Archaeological work on Yoruba settlements has shown that the oldest cities may date back to around A.D. 800. This includes Ife, a city in South-West Nigeria of huge importance to the Yoruba. According to Yoruban religion, this is thought to have been the place of origin of the Yoruban people and their culture. Additionally, it was once a major political and artistic centre.
Despite being located on periphery of Yorubaland, Oyo is another crucial Yoruban city-state. Thought to have been founded sometime between the 10th – 14th centuries, it became a crucial trading centre, managing to expand all the way to the coast by the 1700’s.
Whilst Benin City – not to be confused with the Republic of Benin – is located to the South-East of Nigeria, tradition states that it was brought together with Ife and the other Yoruban states when a Benin princess married a king from Ife. Their son became the first king – known as an ‘Oba’ – of Benin, thus symbolising the control of Benin kingship by the Yoruba.

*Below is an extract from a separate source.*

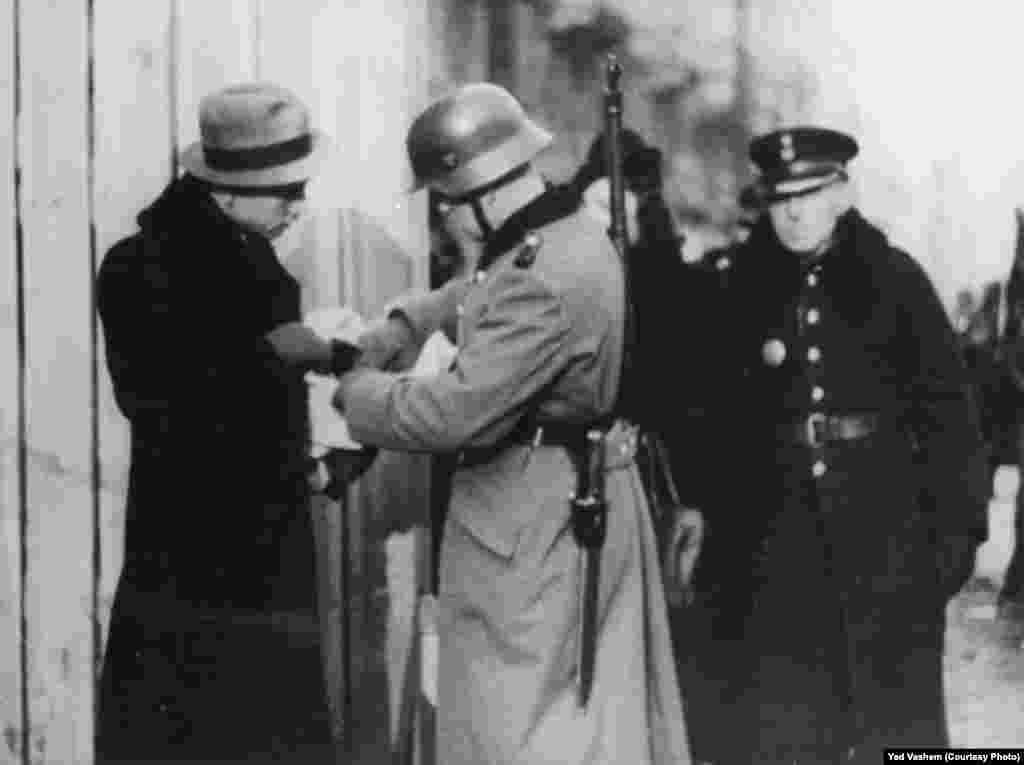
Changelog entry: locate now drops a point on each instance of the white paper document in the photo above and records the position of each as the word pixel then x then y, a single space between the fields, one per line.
pixel 329 427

Contact by Europeans was first made by the Portuguese in 1472. Whilst this was initially for the purpose of trading commodities such as peppers and ivory, it was soon replaced by trade in slaves. The burgeoning slave trade was aided by the establishment of a number of ports in traditionally Yoruba areas, such as Lagos and Badagry.
The Atlantic slave trade, a crucial element in the so-called three-cornered trade between Europe, West Africa and the eastern seaboard of the Americas, flourished from around 1500 to 1800 and resulted in the forced migration of at least 11 million people. The removal of such a huge number of able-bodied people had catastrophic consequences on the cultural, political, and economic stability of West Africa. With regards to the Yoruba states, all were somehow involved and affected by the slave trade; states were either capturing slaves, dealing in slaves, suffering from the instability which resulted from slave-raiding or becoming debilitated by the reduction in productive population, both male and female, which slave-raiding brought about.
Like much of Africa, the Yoruba continued to suffer the hugely detrimental effects of European contact into the 19th century, when their states were divided during Europe’s ‘Scramble for Africa.’ In the case of the Yoruba, it was British and French colonialists who took over their lands.